The Common Buzzard lives in forests throughout Europe, preferring woodlands located near an open expanse. Preying upon small mammals and occasionally other slower birds, like moorhen, the Buzzard is often described as “lazy” since it is slower in flight than other raptors.
In flight, the European Buzzards prefer to simply soar, using few wing movements, on thermals below 800 feet off the ground. It is territorial and will chase off any birds intruding on its aerial territory.
The Buzzard hunts by simply waiting on a tree branch; when a tasty-looking animal passes below, the Buzzard swoops onto it. Generally, this animal will be a rabbit, as these consist of the majority of the Buzzards’ prey, but voles, weasels, squirrels, shrews and rats are common meals. Occasionally, the European Buzzard will awkwardly walk through fields in search of insects.
Buzzards eat very little, averaging five ounces of food a day! Buzzards also frequently eat roadkill. When it perceives a threat to its kill or find, the Buzzard will protect the body by spreading its wings above its back in the “angel” posture. If the Buzzard feels it cannot win a fight for the body, it will gesture submission by “playing dead” on its side with one wing in the air.
Buzzards communicate with a “mewing” noise, especially during the breeding season. Most often Buzzards “mew” while soaring, and lots of chattering and low chortling noises occur around nest sites. People unfamiliar with the European Buzzard often mistake it for the Golden Eagle, and this resulted in the nickname “Tourist’s Eagle” for the bird. This Tourist’s Eagle is a very good bird for beginning falconers because of its size and temperament.
Despite their description as “lazy”, the beautiful Buzzard is intelligent and ready to please and with proper training, will provide ample rewards. They are in fact quite acrobatic, displaying amazing aerial abilities during the breeding season. As would be expected, temperaments vary from bird to bird, though usually males have better characters than females.
The average Buzzard measures 17 to 22 inches, with females usually a little larger than males. Coloration varies greatly, from dark to almost white, and usually provides good camouflage for this tree-dweller. The Buzzard’s wings span anywhere from 48 to 60 inches and resemble moth wings.
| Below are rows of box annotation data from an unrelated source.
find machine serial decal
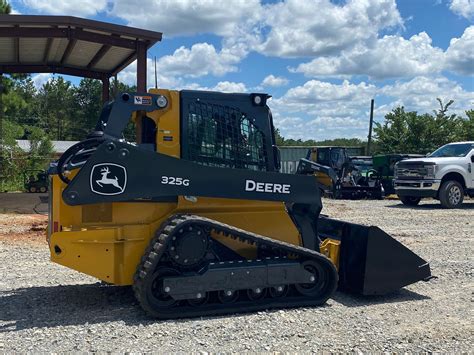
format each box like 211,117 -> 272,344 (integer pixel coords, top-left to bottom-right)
90,163 -> 127,195
245,180 -> 291,194
161,176 -> 190,186
134,96 -> 151,106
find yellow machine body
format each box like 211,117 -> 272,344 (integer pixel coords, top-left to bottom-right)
49,90 -> 338,285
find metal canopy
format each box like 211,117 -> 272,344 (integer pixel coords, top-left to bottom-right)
0,15 -> 162,96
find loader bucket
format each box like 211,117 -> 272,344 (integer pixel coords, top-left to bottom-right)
318,217 -> 431,295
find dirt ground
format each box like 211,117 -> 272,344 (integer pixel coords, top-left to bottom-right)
0,213 -> 48,246
0,199 -> 474,353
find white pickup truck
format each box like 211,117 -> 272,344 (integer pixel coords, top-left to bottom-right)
394,142 -> 474,208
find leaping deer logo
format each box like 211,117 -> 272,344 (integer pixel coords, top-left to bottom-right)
95,167 -> 123,192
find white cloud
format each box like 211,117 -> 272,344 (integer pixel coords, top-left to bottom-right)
118,43 -> 240,88
211,81 -> 247,92
22,0 -> 107,16
449,0 -> 474,19
256,0 -> 403,57
157,43 -> 241,78
269,80 -> 377,139
280,80 -> 376,105
184,81 -> 248,93
446,26 -> 474,75
110,0 -> 261,36
379,76 -> 474,115
31,73 -> 53,90
270,76 -> 474,140
291,32 -> 444,79
260,74 -> 289,87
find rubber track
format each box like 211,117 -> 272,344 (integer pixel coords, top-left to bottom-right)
133,215 -> 338,319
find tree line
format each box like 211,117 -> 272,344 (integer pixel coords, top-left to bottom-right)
0,74 -> 136,189
276,98 -> 474,154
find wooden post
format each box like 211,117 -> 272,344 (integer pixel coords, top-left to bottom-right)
135,41 -> 147,144
102,77 -> 110,104
367,99 -> 374,155
0,73 -> 5,180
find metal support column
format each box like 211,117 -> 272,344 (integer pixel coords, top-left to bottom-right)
102,77 -> 110,104
367,99 -> 374,155
135,42 -> 147,143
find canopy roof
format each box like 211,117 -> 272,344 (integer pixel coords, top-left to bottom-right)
0,15 -> 162,81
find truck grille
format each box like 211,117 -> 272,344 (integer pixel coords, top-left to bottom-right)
396,166 -> 428,179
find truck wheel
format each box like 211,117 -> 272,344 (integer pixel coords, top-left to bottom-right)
439,181 -> 464,208
398,196 -> 421,206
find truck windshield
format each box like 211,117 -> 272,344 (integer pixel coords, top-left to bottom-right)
428,143 -> 474,158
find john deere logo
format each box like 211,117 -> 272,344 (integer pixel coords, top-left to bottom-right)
91,163 -> 127,195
The European Buzzard ranges throughout Continental forests and open farmlands and moorlands. It inhabits most of the European countries to Asia. In the 1950’s, when Britons introduced Myxomatosis to rid themselves of rabbit overpopulation, the Buzzard suffered when its main food source was wiped out and nearly became extinct on that island. Since then, it has also suffered from pesticide poisoning in the bodies of carrion throughout Europe.
Farmers and ranchers shoot Buzzards and poison them, assuming that the birds will carry off young livestock, especially lambs, when in fact the European Buzzard will only eat these animals once they are already dead. In many countries, it is illegal to harm these lovely birds, and they are valued by falconers worldwide.
The Common Buzzard is a good beginning falconers’ bird, and usually falconers who can handle a Buzzard will be very well prepared for a larger raptor. However, your teacher or classes are the best advisors in choosing a bird. Usually male Buzzards have better temperaments than females, who can sometimes be considered unaccommodating, after a certain amount of time.
The European Buzzard is believed to mate for life. It builds nests on rocky ledges or trees, usually made of small sticks and twigs with the leaves still attached. During mating season the Buzzards call to each other and show off in the air, swooping and diving horizontally and vertically and before shooting nearly directly vertically back up into the air.
They wing-touch and “dance” and tumble through the air, swooping down upon each other with talons open but not making contact. Mating occurs only once a year, and three to four eggs are laid between April and May. The pair of Buzzards take turns in sitting on the eggs, which hatch after about 34 days. The pair also takes turns in feeding the young until they are about 45 days old.